Segundo Guerra (2001), existem quatro tipos mais comuns de violência que aparecem frequentemente nas instituições, como na escola e na relação familiar, principalmente a violência do adulto contra a criança, dentre eles: a violência física, psicológica, a sexual e, por último, a violência por negligência. A violência física é bem complexa, e por isto é considerada complicada de ser conceituada. Isto se dá também pelas novas descobertas em relação à violência, como citado anteriormente, abrangendo desde as agressões intencionais como os danos sem intenção. Entretanto, qualquer tipo de relação aonde um individuo exerce poder incondicional sobre o outro, com a finalidade de prejudicar este último com danos físicos, é caracterizado como um ato violento.
Já a violência sexual é caracterizada como o uso de um indivíduo para fins sexuais sem o consenso de quem é a vitima do ato, sendo que o autor da violência obtém satisfação sexual pelo uso do corpo do outro (GUERRA, 2001). A violência por negligência é caracterizado pela falta de cuidados de uma pessoa em relação à outra, comumente ocorre entre a relação do adulto com a criança. Destaca-se a falta de cuidados dos adultos com a criança, como exemplo, a omissão dos cuidados fundamentais, da supressão das necessidades básicas, dentre outros.
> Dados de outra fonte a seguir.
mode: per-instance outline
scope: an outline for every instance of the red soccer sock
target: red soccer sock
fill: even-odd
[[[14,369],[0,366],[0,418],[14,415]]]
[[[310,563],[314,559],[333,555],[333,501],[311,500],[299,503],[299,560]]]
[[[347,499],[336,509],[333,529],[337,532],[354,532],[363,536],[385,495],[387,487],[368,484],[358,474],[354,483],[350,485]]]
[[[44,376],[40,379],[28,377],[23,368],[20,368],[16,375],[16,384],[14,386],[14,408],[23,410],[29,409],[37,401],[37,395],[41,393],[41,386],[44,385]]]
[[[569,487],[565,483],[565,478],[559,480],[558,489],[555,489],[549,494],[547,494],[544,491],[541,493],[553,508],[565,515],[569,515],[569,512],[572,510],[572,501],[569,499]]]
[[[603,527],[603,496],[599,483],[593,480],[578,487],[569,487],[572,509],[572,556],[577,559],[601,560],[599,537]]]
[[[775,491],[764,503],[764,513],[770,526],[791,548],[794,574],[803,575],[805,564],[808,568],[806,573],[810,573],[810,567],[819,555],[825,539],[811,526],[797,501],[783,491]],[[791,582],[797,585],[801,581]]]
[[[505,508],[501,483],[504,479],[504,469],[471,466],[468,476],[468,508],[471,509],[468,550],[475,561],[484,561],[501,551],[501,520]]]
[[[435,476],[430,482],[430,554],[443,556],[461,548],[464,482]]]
Por último, segundo Guerra (2001), temos a violência psicológica. Ela é reconhecida também por tortura de cunho psíquico, e tem como características as ameaças, rejeições, aterrorizar a vítima, atos de depreciação, agressões verbais, como o xingamento, isolamento, e qualquer atitude que provoque sofrimento mental.
Pela existência de muitas explicações e formas de se compreender a violência e suas características, iremos delimitar o campo de estudo pela compreensão da violência segundo as teorias da moralidade humana, para posteriormente, estudar as formas de como essa violência aparece nas escolas na atualidade. A psicologia da moralidade é uma área que pretende investigar a constituição da moralidade humana, numa perspectiva estrutural cognitivista.
Metodologia
A proposta deste trabalho foi fazer um levantamento bibliográfico dos trabalhos mais atuais, dentre eles artigos completos, resumos e livros, em vários sites de pesquisas cientificas que tratam da violência nas escolas na contemporaneidade, aos olhos das teorias que dizem respeito à moralidade humana. Foi realizado um estudo partindo da metodologia do estado da arte. Para Norma Ferreira (2002) os trabalhos de pesquisa nomeados estado da arte são compostos em registros descritivos, e sua grande meta é possibilitar ao pesquisador um vasto campo das pesquisas que foram realizadas em torno de temas específicos que interessam ao sujeito. Este mesmo autor ressalta que os trabalhos de estado da arte também podem servir para destacar as lacunas que ainda existem em determinados estudos, seja se tratando das temáticas que não foram satisfatoriamente exploradas, como também acerca das metodologias e novas tendências epistemológicas.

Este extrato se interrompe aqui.